LR_Adam = LogisticRegression()
LR_Adam.fit_adam(X_train/255, y_train, batch_size=10, alpha=0.001, beta1=0.9, beta2=0.999, w_0 = None, epsilon=1e-8, m_epochs=10000)
num_steps = len(LR_Adam.loss_history)
plt.plot(np.arange(num_steps) + 1, LR_Adam.loss_history, label = "Adam")
plt.xlabel("Iteration")
plt.ylabel("Empirical Risk")
legend = plt.legend() 

So it seems that the Adam optimization is much faster than the stochastic gradient with momentum method! And now we will compare their efficiencies on unseen data.

print('The score of the Adam machine is ' + str(LR_Adam.score(X_test/255, y_test)) + '.')
print('The score of the accelerated stochastic gradient method is ' + str(LR_momentum.score(X_test/255, y_test)) + '.')
print('The loss of the Adam machine is ' + str(LR_Adam.loss(X_test/255, y_test)) + '.')
print('The loss of the accelerated stochastic gradient method is ' + str(LR_momentum.loss(X_test/255, y_test)) + '.')
The score of the Adam machine is 1.0.
The score of the accelerated stochastic gradient method is 1.0.
The loss of the Adam machine is 0.49792824663572666.
The loss of the accelerated stochastic gradient method is 0.49792824663572666.

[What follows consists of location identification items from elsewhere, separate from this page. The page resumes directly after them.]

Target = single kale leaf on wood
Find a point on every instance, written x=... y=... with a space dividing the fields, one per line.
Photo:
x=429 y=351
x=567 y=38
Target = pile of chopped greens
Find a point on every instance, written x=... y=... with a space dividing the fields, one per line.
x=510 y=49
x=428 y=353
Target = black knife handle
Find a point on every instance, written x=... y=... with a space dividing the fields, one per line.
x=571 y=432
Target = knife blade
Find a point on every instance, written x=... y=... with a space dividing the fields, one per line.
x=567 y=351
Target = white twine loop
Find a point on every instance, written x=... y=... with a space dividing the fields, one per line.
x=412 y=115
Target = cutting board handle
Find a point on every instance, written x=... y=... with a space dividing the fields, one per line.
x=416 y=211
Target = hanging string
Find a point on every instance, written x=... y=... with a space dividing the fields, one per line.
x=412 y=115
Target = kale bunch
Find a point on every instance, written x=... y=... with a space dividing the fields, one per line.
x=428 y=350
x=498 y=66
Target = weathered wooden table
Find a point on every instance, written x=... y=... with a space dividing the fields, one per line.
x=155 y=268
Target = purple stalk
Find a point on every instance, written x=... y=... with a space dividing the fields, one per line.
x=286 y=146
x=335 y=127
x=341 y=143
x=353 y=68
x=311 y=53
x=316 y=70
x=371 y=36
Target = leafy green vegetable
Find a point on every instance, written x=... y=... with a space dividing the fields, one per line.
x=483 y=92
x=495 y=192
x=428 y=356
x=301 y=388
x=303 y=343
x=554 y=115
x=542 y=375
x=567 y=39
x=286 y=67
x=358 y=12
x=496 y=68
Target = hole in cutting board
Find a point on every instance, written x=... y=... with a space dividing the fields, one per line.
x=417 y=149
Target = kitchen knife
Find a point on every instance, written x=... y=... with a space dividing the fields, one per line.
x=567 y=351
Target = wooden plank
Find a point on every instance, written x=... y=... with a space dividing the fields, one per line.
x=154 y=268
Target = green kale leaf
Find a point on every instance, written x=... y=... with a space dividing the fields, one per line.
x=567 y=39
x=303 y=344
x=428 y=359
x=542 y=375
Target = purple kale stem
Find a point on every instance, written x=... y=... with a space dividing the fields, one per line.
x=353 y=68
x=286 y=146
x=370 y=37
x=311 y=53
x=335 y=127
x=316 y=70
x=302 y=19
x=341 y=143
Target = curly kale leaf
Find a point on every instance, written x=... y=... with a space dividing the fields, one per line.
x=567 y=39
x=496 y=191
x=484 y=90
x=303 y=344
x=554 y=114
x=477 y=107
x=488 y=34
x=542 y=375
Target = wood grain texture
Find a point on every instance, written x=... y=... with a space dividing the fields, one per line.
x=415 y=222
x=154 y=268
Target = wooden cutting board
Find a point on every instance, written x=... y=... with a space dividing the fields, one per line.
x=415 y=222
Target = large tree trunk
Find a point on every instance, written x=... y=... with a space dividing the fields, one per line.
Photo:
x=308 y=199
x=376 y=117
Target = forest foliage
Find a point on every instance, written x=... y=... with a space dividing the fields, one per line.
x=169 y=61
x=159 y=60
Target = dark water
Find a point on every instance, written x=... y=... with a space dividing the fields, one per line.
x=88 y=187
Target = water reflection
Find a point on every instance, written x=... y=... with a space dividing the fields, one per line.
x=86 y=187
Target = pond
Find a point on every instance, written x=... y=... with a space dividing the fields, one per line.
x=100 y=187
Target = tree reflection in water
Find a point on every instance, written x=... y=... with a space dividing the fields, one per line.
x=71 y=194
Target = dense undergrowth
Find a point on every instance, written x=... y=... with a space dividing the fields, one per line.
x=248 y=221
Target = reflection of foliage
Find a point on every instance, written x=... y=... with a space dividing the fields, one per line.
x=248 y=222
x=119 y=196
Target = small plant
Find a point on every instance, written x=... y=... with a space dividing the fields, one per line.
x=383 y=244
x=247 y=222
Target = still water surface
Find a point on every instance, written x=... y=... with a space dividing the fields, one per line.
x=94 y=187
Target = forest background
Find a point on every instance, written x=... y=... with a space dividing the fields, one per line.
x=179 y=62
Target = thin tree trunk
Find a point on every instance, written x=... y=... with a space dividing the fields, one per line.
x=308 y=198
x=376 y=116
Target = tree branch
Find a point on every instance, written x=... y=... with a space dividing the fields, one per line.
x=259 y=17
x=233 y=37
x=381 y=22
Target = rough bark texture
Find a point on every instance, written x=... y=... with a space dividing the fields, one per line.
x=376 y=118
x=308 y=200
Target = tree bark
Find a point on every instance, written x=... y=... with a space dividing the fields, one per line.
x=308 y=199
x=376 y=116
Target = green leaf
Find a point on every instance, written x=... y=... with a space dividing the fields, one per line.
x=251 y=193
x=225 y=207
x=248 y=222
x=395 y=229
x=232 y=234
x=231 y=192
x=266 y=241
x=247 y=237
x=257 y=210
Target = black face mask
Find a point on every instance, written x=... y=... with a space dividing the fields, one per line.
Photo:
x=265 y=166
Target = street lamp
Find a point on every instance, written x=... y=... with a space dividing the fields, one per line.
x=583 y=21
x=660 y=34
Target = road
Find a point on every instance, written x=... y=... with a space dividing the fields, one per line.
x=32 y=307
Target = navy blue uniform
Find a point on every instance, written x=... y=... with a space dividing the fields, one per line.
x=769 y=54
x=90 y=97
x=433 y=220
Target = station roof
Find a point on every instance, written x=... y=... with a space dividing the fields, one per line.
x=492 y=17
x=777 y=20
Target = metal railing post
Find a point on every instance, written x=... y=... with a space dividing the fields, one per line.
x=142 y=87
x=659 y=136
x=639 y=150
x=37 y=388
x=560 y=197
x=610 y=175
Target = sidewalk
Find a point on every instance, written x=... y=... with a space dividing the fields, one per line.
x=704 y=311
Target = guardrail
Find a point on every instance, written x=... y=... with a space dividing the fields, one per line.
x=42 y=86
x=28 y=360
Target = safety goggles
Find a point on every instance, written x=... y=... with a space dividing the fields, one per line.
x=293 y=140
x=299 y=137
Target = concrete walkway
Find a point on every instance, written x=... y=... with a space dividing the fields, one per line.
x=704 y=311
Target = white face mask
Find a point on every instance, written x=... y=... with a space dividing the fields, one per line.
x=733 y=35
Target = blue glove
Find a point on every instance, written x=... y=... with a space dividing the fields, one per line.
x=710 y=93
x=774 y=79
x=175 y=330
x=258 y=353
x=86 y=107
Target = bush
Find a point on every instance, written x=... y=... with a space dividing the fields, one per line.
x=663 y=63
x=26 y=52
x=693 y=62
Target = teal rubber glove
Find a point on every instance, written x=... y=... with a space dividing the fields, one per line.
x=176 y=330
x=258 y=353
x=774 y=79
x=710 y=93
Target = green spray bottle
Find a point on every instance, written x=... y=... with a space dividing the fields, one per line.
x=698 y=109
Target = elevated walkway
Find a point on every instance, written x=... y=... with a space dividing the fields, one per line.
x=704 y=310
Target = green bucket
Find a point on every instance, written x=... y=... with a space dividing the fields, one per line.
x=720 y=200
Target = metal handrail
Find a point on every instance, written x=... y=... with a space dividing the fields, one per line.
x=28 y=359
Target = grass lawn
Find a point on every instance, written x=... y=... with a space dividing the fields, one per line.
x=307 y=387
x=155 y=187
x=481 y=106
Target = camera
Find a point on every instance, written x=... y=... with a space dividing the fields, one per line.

These numbers look the same, but the Adam machine achieved these numbers in a much faster fashion.

One More Experiment

I will do one more experiment on a dataset that looks like the one in section A, except that there are 80 features.

# make the data
p_features = 81
X, y = make_blobs(n_samples = 500, n_features = p_features - 1, centers = [(-1, -1), (1, 1)])
LR = LogisticRegression()
LR.fit_stochastic(X, y, 
                  m_epochs = 1000, 
                  momentum = False, 
                  batch_size = 10, 
                  alpha = .01)

num_steps = len(LR.loss_history)
plt.plot(np.arange(num_steps) + 1, LR.loss_history, label = "stochastic gradient")

LR = LogisticRegression()
LR.fit_adam(X, y, batch_size=10, alpha=0.001, beta1=0.9, beta2=0.999, w_0 = None, epsilon=1e-8, m_epochs=10000)
num_steps = len(LR.loss_history)
plt.plot(np.arange(num_steps) + 1, LR.loss_history, label = "Adam gradient")
plt.xlabel("Iteration")
plt.ylabel("Empirical Risk")
legend = plt.legend() 

The Adam algorithm again comes out on top!